The crew is headed into an airless frontier high above the atmosphere, where
temperatures fluctuate between 250 degrees Fahrenheit and minus-250 degrees
Fahrenheit. Their specific destination: a 206-ton outpost dubbed International
Space Station.
Fossum's main job will be carrying out two dangerous spacewalks. One is critical
to NASA plans to resume assembly of the half-built station in late August.
The stakes are high. The schedule to pull it off is tight. But Fossum already
is eyeing an opportunity to soak up the sensations he'll encounter circling
Earth at a speed of 5 miles per second and an altitude of more than 200 miles.
It'll come during the first 45 minutes of his first spacewalk. Crewmate Piers
Sellers will be working on the end of an extension boom attached to the shuttle's
robot arm, and Fossum will have a few moments to take in the view.
"I'll almost certainly . . . have the chance just to hang there, and look
down at the Earth, and up at the station, and just experience the 'Wow,'
" Fossum said. "Just to let it really sink and just imagine what it was like
as a 12-year-old kid dreaming about being in space some day.

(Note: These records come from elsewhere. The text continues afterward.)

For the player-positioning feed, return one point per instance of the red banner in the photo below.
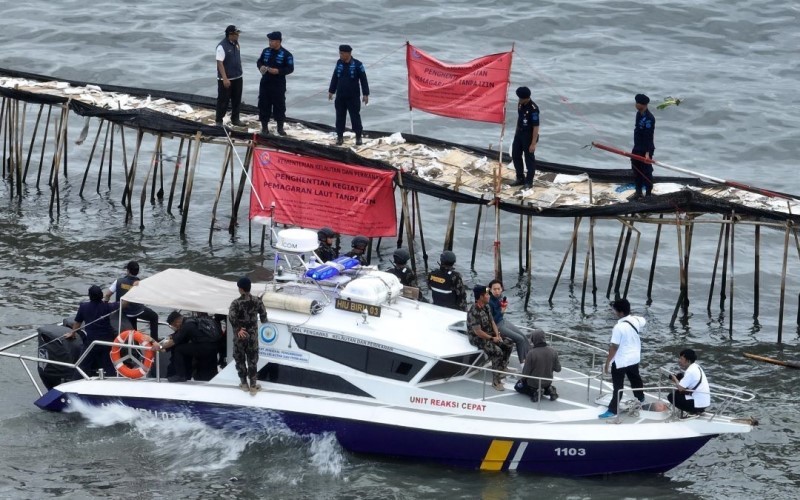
(313, 192)
(474, 91)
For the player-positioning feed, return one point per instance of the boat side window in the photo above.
(366, 359)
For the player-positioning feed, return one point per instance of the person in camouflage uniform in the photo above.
(243, 315)
(484, 335)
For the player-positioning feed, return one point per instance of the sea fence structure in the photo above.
(40, 117)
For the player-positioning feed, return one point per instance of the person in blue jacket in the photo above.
(644, 129)
(274, 63)
(347, 76)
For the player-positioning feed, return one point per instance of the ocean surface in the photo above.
(734, 65)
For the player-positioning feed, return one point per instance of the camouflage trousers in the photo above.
(245, 354)
(498, 353)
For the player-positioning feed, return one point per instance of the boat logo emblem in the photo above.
(268, 333)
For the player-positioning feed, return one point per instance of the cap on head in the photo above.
(447, 258)
(325, 233)
(132, 267)
(244, 283)
(173, 316)
(401, 256)
(95, 293)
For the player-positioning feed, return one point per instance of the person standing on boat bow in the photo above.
(446, 285)
(644, 129)
(347, 76)
(274, 64)
(229, 76)
(484, 335)
(243, 315)
(692, 393)
(624, 354)
(526, 138)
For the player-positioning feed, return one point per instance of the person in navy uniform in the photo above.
(347, 76)
(358, 247)
(644, 130)
(274, 64)
(326, 251)
(446, 284)
(525, 138)
(229, 76)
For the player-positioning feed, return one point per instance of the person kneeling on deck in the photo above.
(540, 362)
(693, 393)
(484, 335)
(193, 343)
(243, 316)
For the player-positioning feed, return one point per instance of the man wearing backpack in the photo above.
(193, 343)
(624, 354)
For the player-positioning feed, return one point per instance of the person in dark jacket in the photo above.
(93, 316)
(446, 285)
(541, 361)
(274, 63)
(644, 129)
(326, 251)
(194, 346)
(347, 76)
(229, 76)
(133, 311)
(526, 137)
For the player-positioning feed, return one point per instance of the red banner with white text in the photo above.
(473, 91)
(314, 192)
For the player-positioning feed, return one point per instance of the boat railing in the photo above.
(76, 365)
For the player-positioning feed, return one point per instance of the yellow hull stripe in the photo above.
(496, 455)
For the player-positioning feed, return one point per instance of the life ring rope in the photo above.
(142, 362)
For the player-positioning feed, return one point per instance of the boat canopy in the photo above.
(185, 290)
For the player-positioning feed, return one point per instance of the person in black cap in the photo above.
(274, 64)
(484, 335)
(194, 347)
(131, 310)
(93, 315)
(347, 76)
(229, 76)
(525, 138)
(644, 129)
(243, 316)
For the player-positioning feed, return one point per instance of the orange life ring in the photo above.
(142, 363)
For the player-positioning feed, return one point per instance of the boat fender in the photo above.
(147, 356)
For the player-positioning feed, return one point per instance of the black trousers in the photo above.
(195, 360)
(519, 151)
(344, 105)
(150, 316)
(271, 101)
(618, 380)
(232, 95)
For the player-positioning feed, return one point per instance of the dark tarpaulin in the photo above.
(154, 121)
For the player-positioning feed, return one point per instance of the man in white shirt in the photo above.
(624, 354)
(692, 393)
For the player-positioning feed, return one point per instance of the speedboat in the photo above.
(346, 352)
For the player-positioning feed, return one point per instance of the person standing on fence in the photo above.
(347, 76)
(624, 354)
(274, 64)
(229, 76)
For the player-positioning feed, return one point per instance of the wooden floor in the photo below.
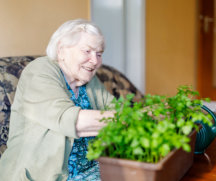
(204, 167)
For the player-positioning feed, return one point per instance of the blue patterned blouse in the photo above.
(79, 167)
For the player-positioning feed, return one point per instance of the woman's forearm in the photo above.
(88, 122)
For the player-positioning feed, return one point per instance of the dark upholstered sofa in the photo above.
(11, 68)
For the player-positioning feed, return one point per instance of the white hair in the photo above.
(69, 34)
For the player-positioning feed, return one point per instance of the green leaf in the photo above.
(186, 129)
(138, 151)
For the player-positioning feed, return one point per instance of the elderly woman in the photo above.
(56, 109)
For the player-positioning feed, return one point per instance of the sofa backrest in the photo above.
(10, 70)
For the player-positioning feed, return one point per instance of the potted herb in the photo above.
(151, 140)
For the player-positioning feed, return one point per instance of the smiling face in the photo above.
(80, 62)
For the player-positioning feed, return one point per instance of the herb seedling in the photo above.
(148, 130)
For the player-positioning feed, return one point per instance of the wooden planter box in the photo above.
(171, 168)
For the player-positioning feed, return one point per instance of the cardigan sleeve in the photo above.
(41, 97)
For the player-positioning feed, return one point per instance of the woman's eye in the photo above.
(86, 51)
(99, 54)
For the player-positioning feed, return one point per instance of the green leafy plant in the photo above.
(148, 130)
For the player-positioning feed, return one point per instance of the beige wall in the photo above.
(171, 45)
(26, 26)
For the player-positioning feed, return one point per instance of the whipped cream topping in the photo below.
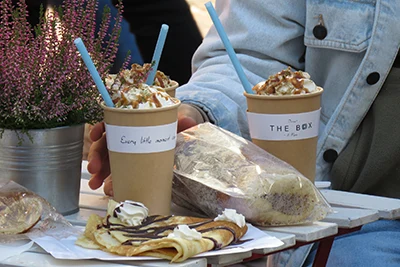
(232, 216)
(130, 92)
(287, 82)
(129, 212)
(183, 231)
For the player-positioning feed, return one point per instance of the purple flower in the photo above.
(43, 80)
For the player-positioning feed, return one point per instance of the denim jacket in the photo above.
(350, 63)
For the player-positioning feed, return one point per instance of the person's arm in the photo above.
(146, 17)
(267, 36)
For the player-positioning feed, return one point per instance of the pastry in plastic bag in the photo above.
(215, 169)
(19, 212)
(26, 215)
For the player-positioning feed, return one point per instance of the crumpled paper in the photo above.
(14, 248)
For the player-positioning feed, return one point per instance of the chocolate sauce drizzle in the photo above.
(141, 233)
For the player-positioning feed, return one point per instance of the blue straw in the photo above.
(92, 69)
(157, 53)
(228, 47)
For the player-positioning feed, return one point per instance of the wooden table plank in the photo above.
(350, 217)
(307, 232)
(388, 208)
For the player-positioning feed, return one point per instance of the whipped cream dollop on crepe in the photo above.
(129, 212)
(287, 82)
(175, 238)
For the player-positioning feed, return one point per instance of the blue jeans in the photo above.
(376, 244)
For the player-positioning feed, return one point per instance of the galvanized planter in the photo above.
(48, 164)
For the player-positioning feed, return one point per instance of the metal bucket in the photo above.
(47, 162)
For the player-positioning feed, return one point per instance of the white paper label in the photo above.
(143, 139)
(275, 127)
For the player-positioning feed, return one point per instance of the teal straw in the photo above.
(92, 69)
(229, 48)
(157, 53)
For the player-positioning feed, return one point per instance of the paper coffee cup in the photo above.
(287, 126)
(171, 89)
(141, 145)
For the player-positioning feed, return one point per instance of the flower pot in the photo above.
(47, 162)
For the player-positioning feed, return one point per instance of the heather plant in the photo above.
(43, 80)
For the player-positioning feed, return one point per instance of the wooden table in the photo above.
(351, 212)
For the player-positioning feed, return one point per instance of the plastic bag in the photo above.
(215, 169)
(24, 214)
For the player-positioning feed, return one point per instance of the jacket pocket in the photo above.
(348, 23)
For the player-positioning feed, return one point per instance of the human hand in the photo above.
(99, 165)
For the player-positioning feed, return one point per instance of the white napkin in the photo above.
(14, 248)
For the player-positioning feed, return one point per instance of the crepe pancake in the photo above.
(151, 237)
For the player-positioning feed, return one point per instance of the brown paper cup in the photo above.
(171, 90)
(287, 127)
(141, 144)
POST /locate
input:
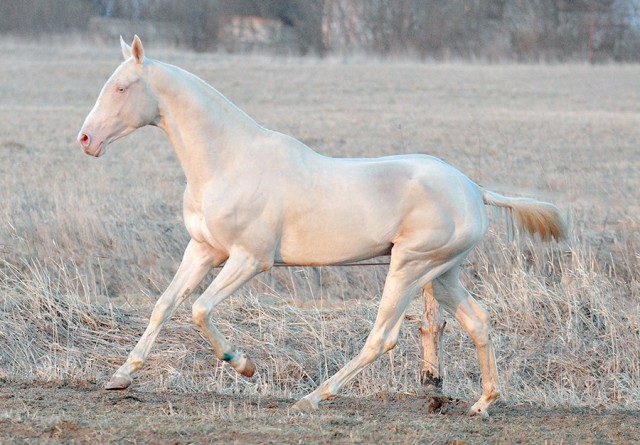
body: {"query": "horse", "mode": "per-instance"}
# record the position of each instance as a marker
(255, 198)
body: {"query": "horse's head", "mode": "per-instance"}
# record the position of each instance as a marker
(126, 103)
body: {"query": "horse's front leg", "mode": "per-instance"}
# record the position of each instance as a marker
(197, 261)
(239, 268)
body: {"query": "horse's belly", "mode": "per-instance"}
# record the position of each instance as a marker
(331, 237)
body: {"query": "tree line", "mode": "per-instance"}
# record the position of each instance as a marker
(525, 30)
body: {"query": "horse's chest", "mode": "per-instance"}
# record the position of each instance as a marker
(217, 220)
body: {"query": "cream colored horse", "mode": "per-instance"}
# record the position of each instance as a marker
(255, 197)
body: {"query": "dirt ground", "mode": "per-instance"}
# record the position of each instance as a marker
(85, 413)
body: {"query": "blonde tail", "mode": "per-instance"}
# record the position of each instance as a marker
(534, 216)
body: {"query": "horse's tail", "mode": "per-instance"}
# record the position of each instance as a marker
(534, 216)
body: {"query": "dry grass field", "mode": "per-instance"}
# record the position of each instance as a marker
(87, 245)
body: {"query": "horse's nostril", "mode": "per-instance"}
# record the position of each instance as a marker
(84, 139)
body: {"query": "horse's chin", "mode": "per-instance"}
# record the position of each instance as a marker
(100, 150)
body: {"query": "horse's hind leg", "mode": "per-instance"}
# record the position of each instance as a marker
(403, 280)
(431, 329)
(450, 292)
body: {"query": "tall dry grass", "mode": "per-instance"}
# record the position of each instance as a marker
(87, 245)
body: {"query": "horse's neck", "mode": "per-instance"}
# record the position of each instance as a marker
(205, 128)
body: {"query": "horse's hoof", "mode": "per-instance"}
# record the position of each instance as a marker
(481, 414)
(303, 406)
(118, 382)
(244, 366)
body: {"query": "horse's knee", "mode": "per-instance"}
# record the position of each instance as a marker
(379, 343)
(479, 326)
(200, 314)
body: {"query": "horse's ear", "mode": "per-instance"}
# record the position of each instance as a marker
(137, 50)
(126, 49)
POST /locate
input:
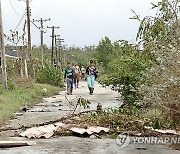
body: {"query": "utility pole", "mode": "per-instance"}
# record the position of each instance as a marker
(56, 41)
(3, 58)
(60, 51)
(28, 29)
(41, 34)
(52, 54)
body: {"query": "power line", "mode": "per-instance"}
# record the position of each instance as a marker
(17, 13)
(19, 22)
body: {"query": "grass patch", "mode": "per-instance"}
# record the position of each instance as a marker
(12, 100)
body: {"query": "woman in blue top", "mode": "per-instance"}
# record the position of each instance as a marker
(91, 72)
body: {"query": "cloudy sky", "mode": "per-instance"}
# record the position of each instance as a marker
(82, 22)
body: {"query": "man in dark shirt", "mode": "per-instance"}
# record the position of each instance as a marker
(68, 78)
(91, 72)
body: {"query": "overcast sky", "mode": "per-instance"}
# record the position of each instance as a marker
(82, 22)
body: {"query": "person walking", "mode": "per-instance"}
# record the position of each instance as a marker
(83, 71)
(77, 75)
(69, 78)
(91, 72)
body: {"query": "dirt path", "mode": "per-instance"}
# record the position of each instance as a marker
(57, 106)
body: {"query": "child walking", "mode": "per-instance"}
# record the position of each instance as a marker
(69, 78)
(91, 72)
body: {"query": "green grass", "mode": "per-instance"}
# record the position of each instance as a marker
(12, 100)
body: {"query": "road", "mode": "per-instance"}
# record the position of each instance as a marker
(58, 106)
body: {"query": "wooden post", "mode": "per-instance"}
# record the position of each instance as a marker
(3, 58)
(29, 29)
(25, 68)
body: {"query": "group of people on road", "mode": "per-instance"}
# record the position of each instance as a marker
(73, 74)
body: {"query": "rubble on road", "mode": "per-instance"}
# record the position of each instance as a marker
(173, 132)
(48, 131)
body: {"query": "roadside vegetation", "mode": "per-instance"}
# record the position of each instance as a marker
(12, 101)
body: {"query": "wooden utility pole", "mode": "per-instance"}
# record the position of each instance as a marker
(52, 53)
(42, 34)
(56, 47)
(3, 58)
(60, 51)
(28, 28)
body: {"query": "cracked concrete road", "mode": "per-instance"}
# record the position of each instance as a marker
(56, 107)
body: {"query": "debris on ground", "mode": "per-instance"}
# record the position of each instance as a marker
(48, 131)
(37, 132)
(169, 131)
(9, 144)
(90, 130)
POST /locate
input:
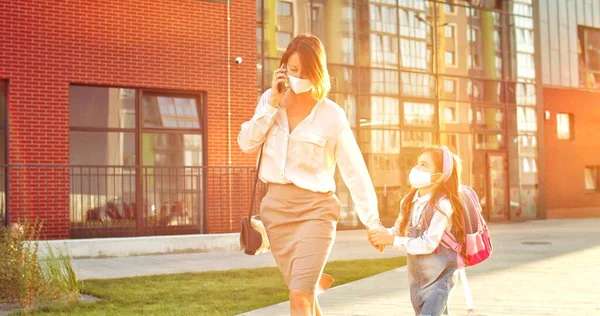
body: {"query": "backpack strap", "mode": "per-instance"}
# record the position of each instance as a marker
(451, 242)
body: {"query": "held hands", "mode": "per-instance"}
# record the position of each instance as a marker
(277, 90)
(371, 230)
(381, 238)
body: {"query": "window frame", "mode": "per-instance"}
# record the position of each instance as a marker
(596, 171)
(139, 130)
(571, 123)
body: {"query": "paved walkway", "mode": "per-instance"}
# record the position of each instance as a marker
(349, 245)
(538, 268)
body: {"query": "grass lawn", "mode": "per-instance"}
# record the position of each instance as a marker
(207, 293)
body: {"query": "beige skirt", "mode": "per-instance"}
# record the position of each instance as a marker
(301, 227)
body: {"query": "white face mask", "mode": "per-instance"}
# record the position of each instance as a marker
(299, 85)
(419, 179)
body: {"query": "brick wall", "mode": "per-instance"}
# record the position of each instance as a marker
(168, 44)
(566, 159)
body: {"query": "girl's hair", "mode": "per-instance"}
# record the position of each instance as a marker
(313, 62)
(449, 190)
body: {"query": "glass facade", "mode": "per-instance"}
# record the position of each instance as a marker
(415, 73)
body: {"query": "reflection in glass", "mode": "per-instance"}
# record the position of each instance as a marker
(417, 139)
(419, 114)
(172, 149)
(380, 141)
(102, 107)
(526, 119)
(488, 118)
(170, 112)
(489, 141)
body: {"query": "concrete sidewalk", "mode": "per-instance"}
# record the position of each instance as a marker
(538, 268)
(349, 245)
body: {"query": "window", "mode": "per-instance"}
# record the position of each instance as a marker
(473, 90)
(104, 138)
(472, 34)
(589, 59)
(450, 59)
(449, 30)
(472, 12)
(526, 119)
(3, 132)
(418, 114)
(285, 24)
(283, 40)
(474, 61)
(564, 125)
(450, 114)
(591, 178)
(284, 8)
(384, 50)
(450, 86)
(416, 139)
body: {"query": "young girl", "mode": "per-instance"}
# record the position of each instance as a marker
(432, 208)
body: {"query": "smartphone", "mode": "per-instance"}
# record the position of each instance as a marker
(281, 86)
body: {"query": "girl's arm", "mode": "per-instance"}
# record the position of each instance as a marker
(431, 238)
(395, 230)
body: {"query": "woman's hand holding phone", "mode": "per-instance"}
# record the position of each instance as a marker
(278, 86)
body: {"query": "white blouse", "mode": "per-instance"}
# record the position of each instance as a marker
(431, 238)
(307, 156)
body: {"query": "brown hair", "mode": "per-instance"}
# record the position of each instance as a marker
(449, 190)
(313, 62)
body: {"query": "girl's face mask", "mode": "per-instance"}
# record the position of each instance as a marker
(420, 179)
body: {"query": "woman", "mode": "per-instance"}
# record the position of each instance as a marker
(304, 136)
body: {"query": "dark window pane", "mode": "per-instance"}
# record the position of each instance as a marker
(490, 141)
(172, 150)
(488, 118)
(2, 151)
(3, 91)
(417, 139)
(102, 107)
(102, 148)
(170, 112)
(419, 114)
(284, 8)
(379, 141)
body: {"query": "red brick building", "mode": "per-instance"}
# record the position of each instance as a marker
(570, 72)
(143, 51)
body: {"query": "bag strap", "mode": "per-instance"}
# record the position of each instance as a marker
(256, 180)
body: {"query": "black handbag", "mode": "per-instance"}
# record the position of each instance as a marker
(253, 235)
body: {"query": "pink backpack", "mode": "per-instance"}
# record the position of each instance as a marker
(479, 242)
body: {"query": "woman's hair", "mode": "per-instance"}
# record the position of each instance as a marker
(448, 189)
(313, 62)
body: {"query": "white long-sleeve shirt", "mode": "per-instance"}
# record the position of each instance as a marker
(431, 238)
(307, 156)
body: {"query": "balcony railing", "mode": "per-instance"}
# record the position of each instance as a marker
(111, 201)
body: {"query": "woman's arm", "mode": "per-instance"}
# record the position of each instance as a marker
(356, 176)
(252, 134)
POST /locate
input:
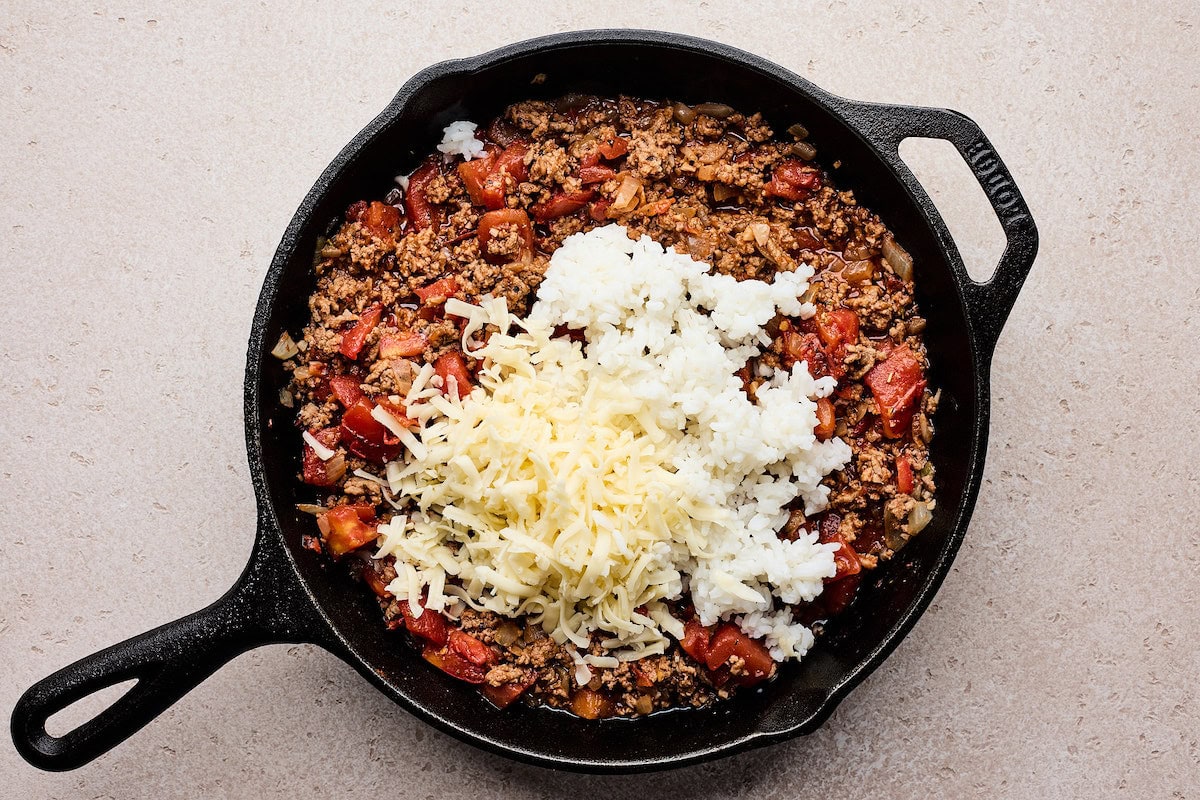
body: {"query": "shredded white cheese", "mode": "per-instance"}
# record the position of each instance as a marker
(576, 486)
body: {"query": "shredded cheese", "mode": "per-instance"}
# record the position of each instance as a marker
(582, 487)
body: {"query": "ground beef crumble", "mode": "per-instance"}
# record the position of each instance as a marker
(708, 181)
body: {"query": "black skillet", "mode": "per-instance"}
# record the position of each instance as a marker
(288, 594)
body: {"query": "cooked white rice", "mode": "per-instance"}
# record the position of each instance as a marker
(643, 469)
(459, 139)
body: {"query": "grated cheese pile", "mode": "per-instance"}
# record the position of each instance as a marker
(579, 482)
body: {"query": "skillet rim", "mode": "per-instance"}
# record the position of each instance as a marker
(270, 529)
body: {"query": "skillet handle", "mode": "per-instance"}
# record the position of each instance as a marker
(988, 302)
(265, 606)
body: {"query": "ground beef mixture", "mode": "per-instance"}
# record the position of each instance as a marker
(708, 181)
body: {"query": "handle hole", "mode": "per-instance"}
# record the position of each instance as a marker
(960, 200)
(85, 709)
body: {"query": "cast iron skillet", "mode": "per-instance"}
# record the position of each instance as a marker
(288, 594)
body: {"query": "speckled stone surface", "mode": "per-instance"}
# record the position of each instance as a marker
(153, 156)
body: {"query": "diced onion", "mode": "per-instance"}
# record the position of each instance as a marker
(285, 348)
(322, 451)
(898, 257)
(918, 518)
(627, 194)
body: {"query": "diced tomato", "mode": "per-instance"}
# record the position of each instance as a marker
(402, 347)
(471, 649)
(511, 162)
(591, 705)
(355, 211)
(420, 210)
(898, 385)
(430, 625)
(904, 475)
(451, 365)
(346, 389)
(396, 411)
(508, 169)
(599, 210)
(354, 338)
(730, 641)
(562, 204)
(504, 695)
(366, 437)
(365, 511)
(695, 641)
(493, 220)
(720, 647)
(595, 174)
(805, 347)
(835, 596)
(437, 293)
(474, 174)
(381, 220)
(793, 180)
(838, 326)
(613, 148)
(846, 560)
(456, 666)
(347, 530)
(315, 469)
(827, 421)
(487, 179)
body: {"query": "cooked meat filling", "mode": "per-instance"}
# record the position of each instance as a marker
(708, 181)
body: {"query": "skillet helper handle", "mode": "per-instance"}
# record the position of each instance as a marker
(167, 662)
(988, 302)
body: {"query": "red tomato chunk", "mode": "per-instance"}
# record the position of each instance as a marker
(898, 385)
(347, 530)
(366, 437)
(730, 641)
(430, 625)
(354, 338)
(402, 347)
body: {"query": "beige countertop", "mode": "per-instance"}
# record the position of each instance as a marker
(153, 156)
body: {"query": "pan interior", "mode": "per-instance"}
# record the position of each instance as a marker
(477, 91)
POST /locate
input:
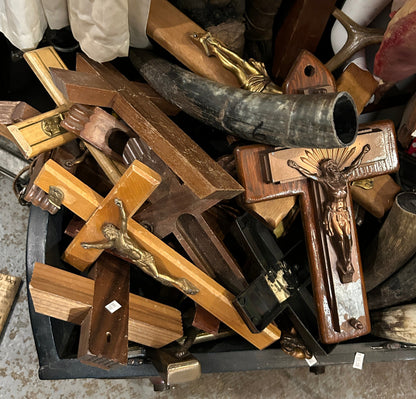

"Here I am, 48 years old and enjoying it for the first time. What a rare
and unbelievable opportunity and privilege it is to take part in this."
He plans to share his orbital experience with a new generation of explorers.
An Eagle Scout-turned-assistant scoutmaster, Fossum during past summers led
Boy Scouts on canoeing trips in the Canadian wilderness and backpacking expeditions
in the Rocky Mountains. This year, he has another commitment.
"I tell the boys in the troop now that . . . I won't be around for the next
couple of weeks because I'm getting ready for my next high adventure trip,"
Fossum said.
Flying along with him: firmly embedded family memories -- the feel of his
great-grandfather's rifle; a photo of his grandfather, with two brothers,
inside a sod hut that once stood on a prairie.
"It's just one of those rare pictures -- a sod hut, in South Dakota. It was
winter, late winter, and they just looked miserable," Fossum said.
Sort of like the occasional candid shot of astronauts on the space station.